De acordo com os dados divulgados, 31,2% das medições de partículas finas ultrapassaram os limites recomendados pela OMS, com picos que chegaram a 41,2 µg/m³. Já o ozônio apresentou 17% das leituras acima do aceitável, atingindo níveis máximos de 144 µg/m³. Ambos os poluentes estão diretamente associados a problemas respiratórios, cardiovasculares e agravamento de doenças crônicas.
Embora outros poluentes, como PM10, dióxido de nitrogênio (NO₂) e dióxido de enxofre (SO₂), não tenham apresentado níveis críticos no período analisado, especialistas alertam que isso não diminui a gravidade do cenário. A presença elevada de PM2.5, por si só, já é suficiente para caracterizar risco à saúde pública.

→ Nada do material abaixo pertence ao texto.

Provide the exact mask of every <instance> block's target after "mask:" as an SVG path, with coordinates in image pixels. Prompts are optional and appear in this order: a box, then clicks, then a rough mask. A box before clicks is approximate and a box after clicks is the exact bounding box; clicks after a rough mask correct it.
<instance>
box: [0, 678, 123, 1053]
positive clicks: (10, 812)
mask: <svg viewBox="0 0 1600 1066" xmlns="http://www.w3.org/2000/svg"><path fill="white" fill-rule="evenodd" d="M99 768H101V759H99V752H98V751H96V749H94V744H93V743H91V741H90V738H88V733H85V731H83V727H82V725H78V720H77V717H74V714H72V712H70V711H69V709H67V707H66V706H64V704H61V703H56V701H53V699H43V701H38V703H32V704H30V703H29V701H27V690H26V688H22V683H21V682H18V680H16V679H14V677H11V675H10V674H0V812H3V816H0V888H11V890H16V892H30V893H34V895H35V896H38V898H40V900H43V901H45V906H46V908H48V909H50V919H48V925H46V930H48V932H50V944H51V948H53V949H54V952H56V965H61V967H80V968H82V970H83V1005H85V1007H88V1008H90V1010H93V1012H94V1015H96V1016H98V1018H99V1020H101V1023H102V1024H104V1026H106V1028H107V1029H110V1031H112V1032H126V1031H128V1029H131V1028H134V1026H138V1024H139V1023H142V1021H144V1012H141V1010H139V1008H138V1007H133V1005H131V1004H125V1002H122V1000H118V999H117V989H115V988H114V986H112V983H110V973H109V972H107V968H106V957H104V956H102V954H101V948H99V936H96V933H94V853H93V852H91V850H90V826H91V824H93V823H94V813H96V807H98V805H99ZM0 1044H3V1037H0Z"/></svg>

O ponto mais sensível, no entanto, não está apenas nos números, mas na origem deles. O próprio relatório destaca que os dados são baseados em modelos atmosféricos e não substituem medições locais diretas. Em outras palavras, falta monitoramento contínuo e transparente na cidade — um problema que se arrasta há anos e que compromete a formulação de políticas públicas eficazes.
A ausência de dados oficiais atualizados levanta questionamentos sobre o papel dos órgãos ambientais e das autoridades municipais e estaduais. Em uma cidade historicamente marcada pela atividade industrial, como Volta Redonda, a vigilância da qualidade do ar deveria ser prioridade — não exceção.
Além disso, a divulgação feita por uma entidade da sociedade civil reforça um cenário preocupante: quando o poder público falha em informar, outros atores ocupam esse espaço. Ainda que a iniciativa seja válida, ela escancara a falta de protagonismo institucional em um tema que impacta diretamente milhares de moradores.
Diante desse quadro, cresce a pressão por medidas concretas: instalação de estações de monitoramento em tempo real, divulgação acessível dos dados à população e políticas ambientais mais rigorosas. Sem isso, o debate continuará baseado em estimativas — enquanto a população segue respirando incertezas.